Netflix got back on track with regards to its subscribers in the United States during the third quarter as it saw a gain in members just as Disney and Apple are set to launch their own high-profile streaming TV services.
After U.S. stock markets closed Wednesday, Los Gatos-based Netflix said it added 6.77 million paid members in quarter that ended in September. Of its new subscribers, Netflix added 517,000 members in the U.S., which remains the company’s single-largest subscriber region. The company ended the quarter with a total of 158.3 million subscribers worldwide.
Netflix actually missed expectations for its subscriber growth, as the company had earlier forecast a gain of 7 million new subscribers in the quarter, and 800,000 new paid members in the U.S. But the fact that Netflix was back to adding subscribers was enough to encourage many investors, as Netflix’s shares rose almost 10%, to $314.07 in after-hours trading on Wednesday.
Along with its subscriber figures, Netflix also reported a profit of $1.47 a share, on $5.25 billion in revenue.
Still, some analysts that cover Netflix said the company will have its work cut out for it in the coming months as Apple launches its Apple TV+ streaming service on Nov. 1, and Disney brings its massive content library to the streaming TV front when its Disney+ service goes live on Nov. 12.
Those two new entrants are also looking to undercut Netflix on price, as Apple TV+ will cost $4.99 a month and Disney is charging $6.99 a month for Disney+. Netflix’s plans start at $8.99 a month, and its most-popular streaming TV option costs $12.99 a month.
“The jury is still out for Netflix,” said Haris Anwar, an analyst with Investing.com “The company has managed to reverse the slide in growth for its subscribers, but at the same time, it’s not promising much for the next quarter.”
With the streaming TV field getting more crowded, Netflix said it expects to add 7.6 million paid subscribers during the fourth quarter of this year, with 600,000 of those in the U.S.

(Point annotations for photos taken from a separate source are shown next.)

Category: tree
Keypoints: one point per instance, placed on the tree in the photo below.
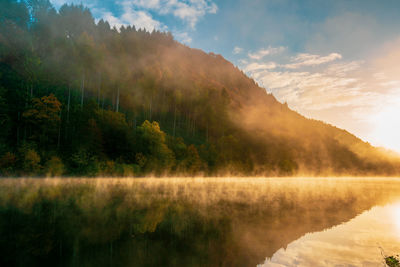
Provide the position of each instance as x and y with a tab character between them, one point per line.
44	117
152	143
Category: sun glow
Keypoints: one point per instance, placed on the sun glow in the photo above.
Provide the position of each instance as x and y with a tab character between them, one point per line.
387	126
396	218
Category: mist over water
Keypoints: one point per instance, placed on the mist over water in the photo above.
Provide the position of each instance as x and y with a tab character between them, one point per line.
186	221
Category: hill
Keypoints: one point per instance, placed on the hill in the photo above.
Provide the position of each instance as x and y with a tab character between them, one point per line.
81	98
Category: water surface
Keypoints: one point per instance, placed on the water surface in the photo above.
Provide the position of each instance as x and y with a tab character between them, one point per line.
198	222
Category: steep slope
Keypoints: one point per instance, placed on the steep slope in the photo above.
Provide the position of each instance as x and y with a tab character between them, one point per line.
79	97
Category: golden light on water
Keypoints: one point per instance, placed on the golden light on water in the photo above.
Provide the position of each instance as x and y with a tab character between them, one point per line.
396	219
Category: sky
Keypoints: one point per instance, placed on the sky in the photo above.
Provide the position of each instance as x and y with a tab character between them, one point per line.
331	60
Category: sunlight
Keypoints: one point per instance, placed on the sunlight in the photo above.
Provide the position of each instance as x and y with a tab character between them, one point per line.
387	126
396	218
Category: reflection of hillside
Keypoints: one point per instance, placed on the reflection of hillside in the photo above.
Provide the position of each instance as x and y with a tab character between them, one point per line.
172	222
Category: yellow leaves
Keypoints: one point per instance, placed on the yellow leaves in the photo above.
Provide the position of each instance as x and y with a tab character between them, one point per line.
45	109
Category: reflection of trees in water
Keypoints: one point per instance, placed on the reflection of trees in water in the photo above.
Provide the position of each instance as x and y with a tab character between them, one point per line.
180	222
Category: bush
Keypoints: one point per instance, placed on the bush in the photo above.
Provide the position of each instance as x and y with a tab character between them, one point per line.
54	167
31	162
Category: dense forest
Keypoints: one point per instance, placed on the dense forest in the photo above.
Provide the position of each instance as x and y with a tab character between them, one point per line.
80	98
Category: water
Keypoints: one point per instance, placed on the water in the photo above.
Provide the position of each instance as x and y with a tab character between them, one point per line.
362	241
199	222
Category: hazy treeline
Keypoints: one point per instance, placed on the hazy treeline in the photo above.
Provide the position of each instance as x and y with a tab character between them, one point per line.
81	98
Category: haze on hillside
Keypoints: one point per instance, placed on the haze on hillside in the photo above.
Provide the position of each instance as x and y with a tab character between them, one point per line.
80	97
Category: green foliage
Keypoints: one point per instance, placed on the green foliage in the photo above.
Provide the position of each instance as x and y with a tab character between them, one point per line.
31	162
8	164
54	167
153	146
91	95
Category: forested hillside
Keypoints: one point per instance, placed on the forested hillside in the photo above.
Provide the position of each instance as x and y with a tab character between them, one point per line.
80	98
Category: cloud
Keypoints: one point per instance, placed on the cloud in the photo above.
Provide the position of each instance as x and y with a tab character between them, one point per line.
305	59
237	50
130	16
188	11
346	93
183	37
348	33
265	52
257	66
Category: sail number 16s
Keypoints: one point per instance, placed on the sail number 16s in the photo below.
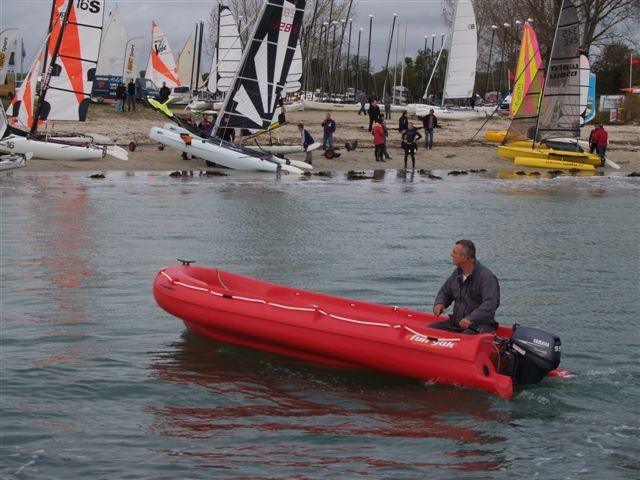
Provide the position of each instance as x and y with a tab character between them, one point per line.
92	5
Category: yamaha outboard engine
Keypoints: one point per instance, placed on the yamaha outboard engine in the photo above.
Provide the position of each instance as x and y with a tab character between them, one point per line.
530	354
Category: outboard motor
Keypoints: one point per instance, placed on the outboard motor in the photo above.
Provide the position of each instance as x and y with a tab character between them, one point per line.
530	354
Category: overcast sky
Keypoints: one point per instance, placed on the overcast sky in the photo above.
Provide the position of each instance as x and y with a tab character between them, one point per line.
177	18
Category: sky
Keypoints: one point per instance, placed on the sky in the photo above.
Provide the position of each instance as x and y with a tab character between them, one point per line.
419	17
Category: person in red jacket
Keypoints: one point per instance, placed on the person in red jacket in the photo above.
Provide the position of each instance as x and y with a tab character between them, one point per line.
378	138
601	138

The company also said that beginning in January, it will change how it reports and forecasts memberships. Netflix said that in addition to reporting total subscriber membership and revenue figures, it will break down such numbers for the regions of Asia Pacific, Europe, the Middle East & Africa, Latin America and the U.S. and Canada. Netflix will also only give worldwide new-subscriber estimates.
In a letter to shareholders, Netflix admitted that new streaming rivals like Disney+, Apple TV+ and the upcoming HBO Max are providing it with “increased competition,” but also remained defiant about how it can stand up to its rivals.
“While the new competitors have some great titles, especially catalog titles, none have the variety, diversity and quality of new original programming that we are producing around the world,” Netflix said.
Michael Pachter, a Wedbush Securities analyst who covers Netflix, remained skeptical about the the company’s ability to grow against increasing competition, while also having higher prices than many of its rivals.
“While I think the launches of competitive services will ultimately impact them, I actually think the wimpy domestic guidance is more of a reflection that they are priced too high for a lot of people,” Pachter said. “And new services at lower prices limits their ability to raise prices further.”